Makna harpiah dari falsafah di atas, kurang lebih seperti ini: I’o dziting bunga kodza’. Bunga kodza’ adalah lambang kaum adat di Mandar, kurang lebih sama dengan Bate Salapang di Kerajaan Gowa/Makassar dan Arung PituE bagi kerajaan Bone, Hulu Balang di Kerajaan Melayu. Dao melo’ nisullu’ artinya jangan mencalonkan jadi mara’dia (raja),  moa’ tania to mamea gambana artinya kalau bukan sosok manusia yang memiliki moral, teguh pendirian, konsisten, adil, jujur dan berani di atas kebenaran, (odziadza – odzibiasa), tegas, serta kuat jiwa dan raganya, bijaksana dalam mengambil keputusan untuk kepentingan orang banyak. Tomameapa gambana tamma’ topa mangayi artinya selain tegas, jujur, juga luas dan dalam ilmunya, utamanya ilmu yang menyebabkan takut kepada Allah, memiliki kecerdasan intelektual, memahami kondisi geografis dan demokrafis daerah, memiliki keahlian dalam memimpin serta paham benar tata kelola pemerintahan dan kemasyarakatan.

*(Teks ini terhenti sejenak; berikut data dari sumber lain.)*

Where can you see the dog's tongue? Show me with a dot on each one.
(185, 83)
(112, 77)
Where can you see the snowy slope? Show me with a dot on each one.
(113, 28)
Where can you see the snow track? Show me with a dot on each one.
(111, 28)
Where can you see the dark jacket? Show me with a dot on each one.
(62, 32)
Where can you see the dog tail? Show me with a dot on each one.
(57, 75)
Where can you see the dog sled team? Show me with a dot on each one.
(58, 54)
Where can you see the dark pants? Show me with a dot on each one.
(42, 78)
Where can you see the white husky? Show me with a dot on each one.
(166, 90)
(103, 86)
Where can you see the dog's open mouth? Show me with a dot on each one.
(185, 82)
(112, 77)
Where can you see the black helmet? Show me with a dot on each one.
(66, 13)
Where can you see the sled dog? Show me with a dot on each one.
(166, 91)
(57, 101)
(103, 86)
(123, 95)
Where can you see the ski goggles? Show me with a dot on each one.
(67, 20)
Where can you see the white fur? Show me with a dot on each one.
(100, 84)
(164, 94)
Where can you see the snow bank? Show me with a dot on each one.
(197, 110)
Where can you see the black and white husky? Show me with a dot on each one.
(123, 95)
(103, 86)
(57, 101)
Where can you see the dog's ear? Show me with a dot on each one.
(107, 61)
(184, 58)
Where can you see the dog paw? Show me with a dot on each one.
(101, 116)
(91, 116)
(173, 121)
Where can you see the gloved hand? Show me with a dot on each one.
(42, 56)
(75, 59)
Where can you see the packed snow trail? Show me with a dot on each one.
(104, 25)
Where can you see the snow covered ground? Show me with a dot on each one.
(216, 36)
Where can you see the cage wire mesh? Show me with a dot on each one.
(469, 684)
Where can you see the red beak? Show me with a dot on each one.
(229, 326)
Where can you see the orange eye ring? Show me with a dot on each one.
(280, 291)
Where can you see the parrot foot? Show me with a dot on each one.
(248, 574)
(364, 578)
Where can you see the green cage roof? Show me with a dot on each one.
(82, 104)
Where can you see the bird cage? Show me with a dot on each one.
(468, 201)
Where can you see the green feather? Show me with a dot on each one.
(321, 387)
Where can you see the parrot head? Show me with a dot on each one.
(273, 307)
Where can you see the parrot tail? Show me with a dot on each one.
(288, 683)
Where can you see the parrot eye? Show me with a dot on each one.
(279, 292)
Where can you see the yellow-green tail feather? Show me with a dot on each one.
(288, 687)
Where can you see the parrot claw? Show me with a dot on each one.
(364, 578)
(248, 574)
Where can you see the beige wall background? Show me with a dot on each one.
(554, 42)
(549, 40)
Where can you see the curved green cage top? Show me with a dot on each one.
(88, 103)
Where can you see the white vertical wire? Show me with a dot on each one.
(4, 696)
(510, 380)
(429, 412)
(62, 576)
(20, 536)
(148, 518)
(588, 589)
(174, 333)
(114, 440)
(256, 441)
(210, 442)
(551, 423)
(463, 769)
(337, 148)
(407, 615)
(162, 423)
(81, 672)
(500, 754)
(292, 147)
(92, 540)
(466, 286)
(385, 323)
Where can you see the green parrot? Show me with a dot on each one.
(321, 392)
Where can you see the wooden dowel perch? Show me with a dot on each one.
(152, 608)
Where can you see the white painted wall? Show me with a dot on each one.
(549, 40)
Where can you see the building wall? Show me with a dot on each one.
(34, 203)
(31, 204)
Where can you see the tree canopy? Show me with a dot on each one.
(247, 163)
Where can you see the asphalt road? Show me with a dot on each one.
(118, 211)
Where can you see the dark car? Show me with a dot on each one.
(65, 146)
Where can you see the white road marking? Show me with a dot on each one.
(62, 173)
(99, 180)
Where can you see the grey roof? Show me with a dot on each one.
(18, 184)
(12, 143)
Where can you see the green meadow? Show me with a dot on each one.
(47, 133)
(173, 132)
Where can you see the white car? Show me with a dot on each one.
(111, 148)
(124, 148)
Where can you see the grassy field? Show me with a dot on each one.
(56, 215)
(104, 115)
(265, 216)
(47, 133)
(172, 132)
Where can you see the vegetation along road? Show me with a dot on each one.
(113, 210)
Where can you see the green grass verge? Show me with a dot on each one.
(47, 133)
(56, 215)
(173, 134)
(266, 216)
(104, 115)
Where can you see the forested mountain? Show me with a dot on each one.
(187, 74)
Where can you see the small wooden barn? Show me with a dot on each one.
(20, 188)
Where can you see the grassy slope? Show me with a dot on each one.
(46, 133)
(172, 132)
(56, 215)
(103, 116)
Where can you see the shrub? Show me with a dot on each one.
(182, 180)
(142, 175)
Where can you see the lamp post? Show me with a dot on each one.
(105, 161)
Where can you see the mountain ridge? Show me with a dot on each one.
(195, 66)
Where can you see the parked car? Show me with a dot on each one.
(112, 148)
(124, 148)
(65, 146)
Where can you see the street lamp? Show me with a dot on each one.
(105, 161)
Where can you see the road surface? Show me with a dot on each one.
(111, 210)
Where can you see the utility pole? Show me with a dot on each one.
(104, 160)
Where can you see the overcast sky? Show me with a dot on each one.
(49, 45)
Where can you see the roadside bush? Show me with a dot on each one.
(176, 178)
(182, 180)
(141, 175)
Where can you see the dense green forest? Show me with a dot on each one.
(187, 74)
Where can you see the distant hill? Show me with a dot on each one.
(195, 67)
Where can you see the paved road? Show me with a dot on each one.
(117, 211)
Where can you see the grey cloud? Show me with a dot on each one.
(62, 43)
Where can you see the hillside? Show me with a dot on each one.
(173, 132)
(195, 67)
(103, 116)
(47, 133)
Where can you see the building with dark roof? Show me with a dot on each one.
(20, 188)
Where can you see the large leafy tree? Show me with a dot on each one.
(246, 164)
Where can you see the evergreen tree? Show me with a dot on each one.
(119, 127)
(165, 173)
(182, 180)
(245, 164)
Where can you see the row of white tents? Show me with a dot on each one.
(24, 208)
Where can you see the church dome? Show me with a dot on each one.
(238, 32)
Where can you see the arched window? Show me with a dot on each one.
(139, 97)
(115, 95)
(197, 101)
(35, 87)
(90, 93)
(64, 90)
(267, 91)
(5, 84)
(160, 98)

Memiliki kecerdasan emosional yang dimaksud di atas adalah dapat berbaur dengan rakyat yang dipimpinnya, mengetahui serta merasakan penderitaan rakyat sehingga dapat memberikan pelayanan yang terbaik, hidupnya diabdikan/diwakafkan untuk kepentingan rakyat. Itulah sebabnya sehingga di masyarakat Mandar lahir falsafah yang berbunyi moa’ nitami balimbunganna mara’dia siola se’ i adza, tuomi tau tammate yang arti harpiahnya sebagai berikut jika sudah nampak mata bubungan atap rumah raja dan para pemangku adat, maka harapan hidup sudah terbangun.

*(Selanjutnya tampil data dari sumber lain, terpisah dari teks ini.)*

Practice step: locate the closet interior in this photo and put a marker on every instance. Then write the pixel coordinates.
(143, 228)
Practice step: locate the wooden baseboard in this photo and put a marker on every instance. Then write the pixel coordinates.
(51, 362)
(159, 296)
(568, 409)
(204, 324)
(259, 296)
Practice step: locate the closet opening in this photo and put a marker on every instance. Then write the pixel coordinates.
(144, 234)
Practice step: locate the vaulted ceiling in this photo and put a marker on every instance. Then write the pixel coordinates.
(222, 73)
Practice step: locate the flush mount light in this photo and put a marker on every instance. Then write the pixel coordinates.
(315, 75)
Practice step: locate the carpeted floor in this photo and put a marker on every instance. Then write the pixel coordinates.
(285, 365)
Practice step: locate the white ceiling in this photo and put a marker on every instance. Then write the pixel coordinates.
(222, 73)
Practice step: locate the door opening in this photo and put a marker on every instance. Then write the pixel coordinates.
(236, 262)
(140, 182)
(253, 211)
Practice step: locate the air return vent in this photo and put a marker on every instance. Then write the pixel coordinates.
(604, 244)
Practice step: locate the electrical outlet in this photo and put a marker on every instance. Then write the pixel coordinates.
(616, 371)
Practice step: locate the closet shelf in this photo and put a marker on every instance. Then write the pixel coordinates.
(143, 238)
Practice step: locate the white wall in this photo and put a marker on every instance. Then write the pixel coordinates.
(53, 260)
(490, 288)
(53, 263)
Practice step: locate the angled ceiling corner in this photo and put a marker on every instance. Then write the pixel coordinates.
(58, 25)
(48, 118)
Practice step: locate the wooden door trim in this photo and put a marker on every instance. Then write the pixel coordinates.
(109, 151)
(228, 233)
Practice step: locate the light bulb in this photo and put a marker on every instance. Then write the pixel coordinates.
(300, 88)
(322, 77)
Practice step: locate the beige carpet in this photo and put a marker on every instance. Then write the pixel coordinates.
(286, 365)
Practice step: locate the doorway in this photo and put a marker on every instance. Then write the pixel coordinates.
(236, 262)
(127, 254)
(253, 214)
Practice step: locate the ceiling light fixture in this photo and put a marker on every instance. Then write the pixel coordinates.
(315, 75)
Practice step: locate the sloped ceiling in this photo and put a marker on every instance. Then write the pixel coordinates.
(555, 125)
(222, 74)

Memiliki kecerdasan spiritual maksudnya adalah bahwa seorang pemimpin harus sadar bahwa jabatan yang disandang merupakan amanah yang harus dipertanggungjawabkan kepada rakyat melalui perwakilannya sappulo sokko’(sepuluh anggota lembaga adat) dan juga yang tidak kalah pentingnya adalah akan mempertanggungjawabkan kepemimpinannya di hadapan Allah SWT.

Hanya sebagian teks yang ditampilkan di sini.